U dont apreciat de sacrifice i make 2 b here 4 u evryday!!! u dont evn ask why i'm not @ work. 4 de past 3 wks I've been online wit u evry morning & u don't even wonder hw i'm survivin? or if i even have a job? DO U LUV ME @ ALL?!?

On that note, and still without reading any of the messages flooding in from Ben, nor paying heed to the pleas the distraught face on the screen was mouthing, Samu'ila signed out of his Messenger box and logged off his account. As the monitor blinked and went blank, he caught sight of his reflection in the dull-grey depths of its screen. He wiped the happy grin off his face. There was still a lot of work to be done on the mugu, and celebrating beforehand, as everybody knew, was bad luck. But even this thought couldn't dampen the good feeling bubbling in his belly like cold fizz.
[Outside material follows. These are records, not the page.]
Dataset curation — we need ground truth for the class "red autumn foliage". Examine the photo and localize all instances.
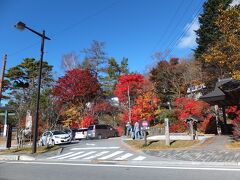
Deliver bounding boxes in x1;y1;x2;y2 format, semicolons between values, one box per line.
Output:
170;121;188;133
132;92;160;123
53;69;99;104
114;74;144;103
172;97;212;131
70;116;94;129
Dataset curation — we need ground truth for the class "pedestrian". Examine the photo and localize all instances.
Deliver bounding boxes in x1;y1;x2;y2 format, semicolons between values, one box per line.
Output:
134;121;140;139
126;121;132;137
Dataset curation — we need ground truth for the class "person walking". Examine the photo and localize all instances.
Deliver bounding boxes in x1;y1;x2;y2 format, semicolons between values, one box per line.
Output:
126;121;132;137
134;121;140;139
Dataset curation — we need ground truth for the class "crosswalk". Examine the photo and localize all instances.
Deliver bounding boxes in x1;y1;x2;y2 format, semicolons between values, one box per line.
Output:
47;150;146;161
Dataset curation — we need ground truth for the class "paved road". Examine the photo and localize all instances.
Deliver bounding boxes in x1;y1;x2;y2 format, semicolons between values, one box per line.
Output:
39;138;156;161
0;161;240;180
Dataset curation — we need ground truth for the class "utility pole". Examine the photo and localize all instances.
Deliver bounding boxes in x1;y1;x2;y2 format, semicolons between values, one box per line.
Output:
0;54;7;105
127;84;132;124
0;54;7;136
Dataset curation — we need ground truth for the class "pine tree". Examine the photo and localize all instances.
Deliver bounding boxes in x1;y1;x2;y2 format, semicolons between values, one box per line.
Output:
195;0;232;60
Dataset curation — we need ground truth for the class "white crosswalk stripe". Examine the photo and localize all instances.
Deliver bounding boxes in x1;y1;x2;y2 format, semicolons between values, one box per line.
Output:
114;153;133;160
47;151;146;161
47;152;73;159
58;151;84;159
84;151;109;159
70;151;96;159
98;151;123;160
133;156;146;161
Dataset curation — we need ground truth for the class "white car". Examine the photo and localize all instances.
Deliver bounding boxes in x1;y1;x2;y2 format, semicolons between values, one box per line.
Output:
74;128;87;140
40;130;71;146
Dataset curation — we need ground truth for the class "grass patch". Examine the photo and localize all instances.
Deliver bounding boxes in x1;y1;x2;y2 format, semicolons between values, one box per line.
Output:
0;146;60;155
125;140;199;150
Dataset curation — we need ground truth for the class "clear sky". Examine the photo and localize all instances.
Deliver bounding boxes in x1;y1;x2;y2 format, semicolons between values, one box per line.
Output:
0;0;205;76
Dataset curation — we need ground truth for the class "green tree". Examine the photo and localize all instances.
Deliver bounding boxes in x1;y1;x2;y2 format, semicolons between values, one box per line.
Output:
195;0;232;59
105;58;129;97
5;58;53;127
194;0;232;90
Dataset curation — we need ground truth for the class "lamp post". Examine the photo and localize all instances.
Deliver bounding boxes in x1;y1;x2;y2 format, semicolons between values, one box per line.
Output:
15;21;51;153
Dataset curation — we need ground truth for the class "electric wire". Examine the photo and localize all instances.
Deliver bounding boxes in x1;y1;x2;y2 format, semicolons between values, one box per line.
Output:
8;0;120;57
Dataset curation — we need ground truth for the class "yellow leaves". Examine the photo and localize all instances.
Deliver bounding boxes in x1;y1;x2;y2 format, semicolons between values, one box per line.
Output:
203;7;240;76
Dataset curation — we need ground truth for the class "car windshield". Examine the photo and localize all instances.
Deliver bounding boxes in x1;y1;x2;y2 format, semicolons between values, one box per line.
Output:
88;126;93;130
53;131;66;135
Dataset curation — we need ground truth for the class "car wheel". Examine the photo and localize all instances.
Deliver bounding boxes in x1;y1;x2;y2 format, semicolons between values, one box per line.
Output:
97;134;102;139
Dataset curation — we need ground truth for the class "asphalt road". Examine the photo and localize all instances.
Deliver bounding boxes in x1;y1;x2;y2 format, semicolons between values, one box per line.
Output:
0;162;240;180
39;137;156;162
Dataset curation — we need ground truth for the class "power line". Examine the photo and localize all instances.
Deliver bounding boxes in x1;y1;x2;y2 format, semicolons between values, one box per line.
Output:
8;0;120;57
152;0;194;57
151;0;185;54
163;1;202;59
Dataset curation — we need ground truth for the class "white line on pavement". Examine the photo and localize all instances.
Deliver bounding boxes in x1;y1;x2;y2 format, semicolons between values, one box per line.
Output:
47;152;73;159
133;156;146;161
70;151;96;159
86;143;95;146
114;153;133;160
71;147;120;151
98;151;123;160
84;151;109;159
58;151;84;159
5;161;240;171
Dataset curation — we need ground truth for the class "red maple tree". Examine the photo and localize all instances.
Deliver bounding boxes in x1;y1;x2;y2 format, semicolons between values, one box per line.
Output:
53;69;99;105
174;97;212;131
114;74;144;103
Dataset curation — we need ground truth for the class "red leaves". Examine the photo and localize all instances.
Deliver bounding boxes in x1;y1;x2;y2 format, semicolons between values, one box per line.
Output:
114;74;144;102
175;97;212;131
132;92;160;122
53;69;99;104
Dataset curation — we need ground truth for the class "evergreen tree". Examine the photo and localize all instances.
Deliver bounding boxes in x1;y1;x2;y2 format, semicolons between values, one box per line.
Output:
194;0;232;91
5;58;53;127
195;0;232;60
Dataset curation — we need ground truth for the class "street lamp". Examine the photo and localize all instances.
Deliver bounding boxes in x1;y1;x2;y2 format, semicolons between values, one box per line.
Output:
15;21;51;153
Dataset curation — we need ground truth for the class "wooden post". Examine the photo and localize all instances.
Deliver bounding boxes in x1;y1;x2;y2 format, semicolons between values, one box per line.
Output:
164;118;170;146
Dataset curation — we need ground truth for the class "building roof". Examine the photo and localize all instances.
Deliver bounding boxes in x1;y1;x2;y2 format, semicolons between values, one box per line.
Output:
200;79;240;106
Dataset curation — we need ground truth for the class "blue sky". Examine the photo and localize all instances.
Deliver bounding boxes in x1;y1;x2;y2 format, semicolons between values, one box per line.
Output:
0;0;205;76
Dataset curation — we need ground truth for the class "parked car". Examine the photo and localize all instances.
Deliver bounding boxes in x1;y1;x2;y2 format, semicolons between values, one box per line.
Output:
87;124;118;139
63;129;74;140
74;128;88;140
40;130;71;146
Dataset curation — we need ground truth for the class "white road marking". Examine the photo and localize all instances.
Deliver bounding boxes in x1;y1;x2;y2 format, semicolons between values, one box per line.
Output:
84;151;109;159
70;151;96;159
47;152;73;159
70;147;120;151
86;143;95;146
58;151;84;159
114;153;133;160
133;156;146;161
98;151;123;160
5;161;240;171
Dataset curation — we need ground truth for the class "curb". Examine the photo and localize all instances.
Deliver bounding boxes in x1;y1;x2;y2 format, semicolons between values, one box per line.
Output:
0;155;36;161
After some moments of silent contemplation (during which he browbeat his bladder into a state of acquiescence), Samu'ila rose from his seat and moved to the now-vacant computer beside the attendant's desk. As he settled into the lucky seat, the attendant glanced up, caught his half-guilty, starry gaze, and hissing with annoyance, yanked up her blouse. Then she returned to Book Seven of her unending romantic saga.

As for Samu'ila, when he signed in this time, it was as a 15-year-old Mozambican girl—a virgin, and looking.